A semantic pond for content delivery


Keywords
sparql, semantics, cms
License
Apache-2.0
Install
pip install duckpond==0.10.4

Documentation

duckpond

A semantic pond for content delivery.

Introduction

A semantic data lake can be thought of a set of resources annotated with semantics (i.e., triples or quads). In the context of big data, a "data lake" is a massive repository of data, structured or unstructured, of which we gain knowledge of its contents by examining the semantic graphs derived from their contents.

That's a big idea. This project is about a semantic data lake at a much smaller scale: a pond. I also like ducks and so it is a duck pond.

We can paddle around in our content, just like a duck, and harvest a bit knowledge to derive local value. In this case, we use the semantic pond to understand the content, its inter-relations, ordering, and other such content relations. From that, we can derive a useful presentation on the Web.

architectural overview of a semantic pond for content delivery

The architecture also utilizes Github as a basis for publishing. That is not a requirement but it lessens the infrastructure and allows me to keep revision histories and all the other goodies that come with git and Github.

Demonstrations

I use this technology to run my wee website: my corner of the web.

You can see the raw markdown/commonmark source in the Github project (milowski-journal) and various post-processed articles on the github.io pages (e.g., source markdown and rendered content). Note that the rendered content is just the HTML article element and, as such, it doesn't render with all the website style information. That is the purpose of the Flask application (i.e., see the web rendering).

Status

This is a work in progress and I'm still refactoring all the goodies out of my web application.
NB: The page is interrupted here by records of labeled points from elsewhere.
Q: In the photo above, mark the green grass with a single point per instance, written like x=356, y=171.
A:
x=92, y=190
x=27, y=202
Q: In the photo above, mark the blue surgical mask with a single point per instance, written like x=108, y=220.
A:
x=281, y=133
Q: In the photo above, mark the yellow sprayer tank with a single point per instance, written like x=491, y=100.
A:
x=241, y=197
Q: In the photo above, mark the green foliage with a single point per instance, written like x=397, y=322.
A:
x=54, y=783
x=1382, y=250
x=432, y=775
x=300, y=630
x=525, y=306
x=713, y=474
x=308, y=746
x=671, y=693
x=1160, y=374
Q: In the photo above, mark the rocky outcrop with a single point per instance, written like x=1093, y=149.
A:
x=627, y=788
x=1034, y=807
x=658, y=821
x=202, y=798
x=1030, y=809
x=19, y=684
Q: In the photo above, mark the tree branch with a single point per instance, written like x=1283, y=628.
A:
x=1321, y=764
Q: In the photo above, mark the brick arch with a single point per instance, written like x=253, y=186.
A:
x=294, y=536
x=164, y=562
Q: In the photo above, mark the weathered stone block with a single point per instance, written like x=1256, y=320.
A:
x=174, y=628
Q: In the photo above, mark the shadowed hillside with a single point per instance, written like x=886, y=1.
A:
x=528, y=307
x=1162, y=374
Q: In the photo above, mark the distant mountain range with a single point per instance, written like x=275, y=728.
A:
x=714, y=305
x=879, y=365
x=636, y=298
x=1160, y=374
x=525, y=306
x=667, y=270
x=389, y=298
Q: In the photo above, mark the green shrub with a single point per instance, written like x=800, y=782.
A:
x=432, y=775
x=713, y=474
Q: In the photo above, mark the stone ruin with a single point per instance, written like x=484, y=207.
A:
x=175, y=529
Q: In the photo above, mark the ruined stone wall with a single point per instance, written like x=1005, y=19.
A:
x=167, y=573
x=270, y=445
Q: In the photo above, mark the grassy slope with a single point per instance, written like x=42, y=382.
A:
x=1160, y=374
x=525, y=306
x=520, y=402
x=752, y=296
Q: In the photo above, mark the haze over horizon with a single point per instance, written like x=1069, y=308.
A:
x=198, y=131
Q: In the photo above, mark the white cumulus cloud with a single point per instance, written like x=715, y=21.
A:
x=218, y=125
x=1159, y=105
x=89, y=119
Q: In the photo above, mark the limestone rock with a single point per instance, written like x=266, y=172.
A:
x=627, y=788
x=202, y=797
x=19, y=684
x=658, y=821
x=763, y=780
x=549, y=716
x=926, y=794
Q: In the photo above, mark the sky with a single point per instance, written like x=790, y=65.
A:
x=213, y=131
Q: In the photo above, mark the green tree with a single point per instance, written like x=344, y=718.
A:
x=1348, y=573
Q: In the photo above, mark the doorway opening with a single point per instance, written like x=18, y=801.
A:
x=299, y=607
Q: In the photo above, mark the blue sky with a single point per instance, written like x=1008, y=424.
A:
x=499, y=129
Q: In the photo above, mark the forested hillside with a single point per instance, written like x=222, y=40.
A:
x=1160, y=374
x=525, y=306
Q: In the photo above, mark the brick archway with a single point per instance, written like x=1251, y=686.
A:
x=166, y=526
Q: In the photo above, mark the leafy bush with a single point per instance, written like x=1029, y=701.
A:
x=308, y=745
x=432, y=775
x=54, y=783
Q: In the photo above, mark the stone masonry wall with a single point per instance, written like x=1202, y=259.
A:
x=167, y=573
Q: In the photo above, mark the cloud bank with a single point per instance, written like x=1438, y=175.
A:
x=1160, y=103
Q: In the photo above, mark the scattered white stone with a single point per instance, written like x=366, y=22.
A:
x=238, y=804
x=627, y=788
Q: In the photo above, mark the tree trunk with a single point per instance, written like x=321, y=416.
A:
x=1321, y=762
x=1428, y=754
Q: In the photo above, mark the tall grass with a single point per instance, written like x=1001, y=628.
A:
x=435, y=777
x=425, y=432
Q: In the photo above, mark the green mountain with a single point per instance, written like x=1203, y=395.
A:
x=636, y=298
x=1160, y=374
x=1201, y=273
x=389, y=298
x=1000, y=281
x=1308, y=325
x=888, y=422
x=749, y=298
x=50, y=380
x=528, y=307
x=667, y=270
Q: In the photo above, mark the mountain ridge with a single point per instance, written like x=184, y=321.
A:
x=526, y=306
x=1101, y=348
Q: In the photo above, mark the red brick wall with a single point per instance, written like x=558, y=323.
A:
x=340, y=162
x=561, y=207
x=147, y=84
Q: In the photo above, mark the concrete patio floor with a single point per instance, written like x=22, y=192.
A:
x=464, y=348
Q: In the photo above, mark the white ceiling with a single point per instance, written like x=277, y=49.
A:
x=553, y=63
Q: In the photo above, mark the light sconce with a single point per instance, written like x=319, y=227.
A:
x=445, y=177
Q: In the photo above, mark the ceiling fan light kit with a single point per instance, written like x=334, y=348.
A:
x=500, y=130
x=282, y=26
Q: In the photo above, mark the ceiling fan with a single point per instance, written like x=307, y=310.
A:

At some point in the near future I intend to provide a sample flask application so you can see how it all works.

Here are some ideas that I'm working on:

  • defining ordering facets for various types of content (e.g., a article of type http://schema.org/BlogPosting has ordering facets)
  • allow a galley of content to be defined by a semantic graph
  • allow partitioning of a galley of content into "pages" to be defined by a semantic graph
  • use SPARQL queries to load definitions of web resources based on galley and partitioning graphs

Essentially, I'm trying to make the demonstration web application able to load some of the site page structure from the same semantic pond; more ducks paddling around in the data.